Tyndall, 32, fell off her horse after clipping heels with another runner at the 300-metre mark during the third race at Darwin’s Fannie Bay racecourse.

She received immediate treatment by the on-track paramedics but later died at the Royal Darwin Hospital.

Her death came less than 48 hours after Mikaela Claridge died after a track work fall in Cranbourne, Victoria.

Darwin Turf Club chairman Brett Dixon recognised horse racing as a “high-risk” sport.

“We have people in the industry that are passionate about racing, they understand the risks involved,” he said.

“We, as administrators … work very hard in consultation with the industry to continue to lift the level of safety and standards at our race tracks …”

“But while there’s that passion there, people are going to continue to race.”

Tyndall, originally from Murray Bridge in South Australia, moved to Darwin in late 2012 to further her racing career with trainer Michael Hickmott.

Hickmott paid tribute to Tyndall on social media, saying “if people only knew the hurdles you conquered in your life to make what you did of yourself”.

“We were all so proud of what you achieved.
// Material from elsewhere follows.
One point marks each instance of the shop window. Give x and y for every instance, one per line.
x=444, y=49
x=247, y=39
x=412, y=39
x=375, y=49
You defied the odds,” he said on Saturday.

Dixon said Tyndall quickly became part of the “small racing family” in Darwin.

“She rode many winners right throughout the Territory,” he said on Sunday afternoon.

In 2017, Tyndall took a break from racing to train as a police cadet, based predominantly in Katherine.

She returned to racing on a part-time basis last year and won her 150th race just a fortnight ago at the Katherine Cup.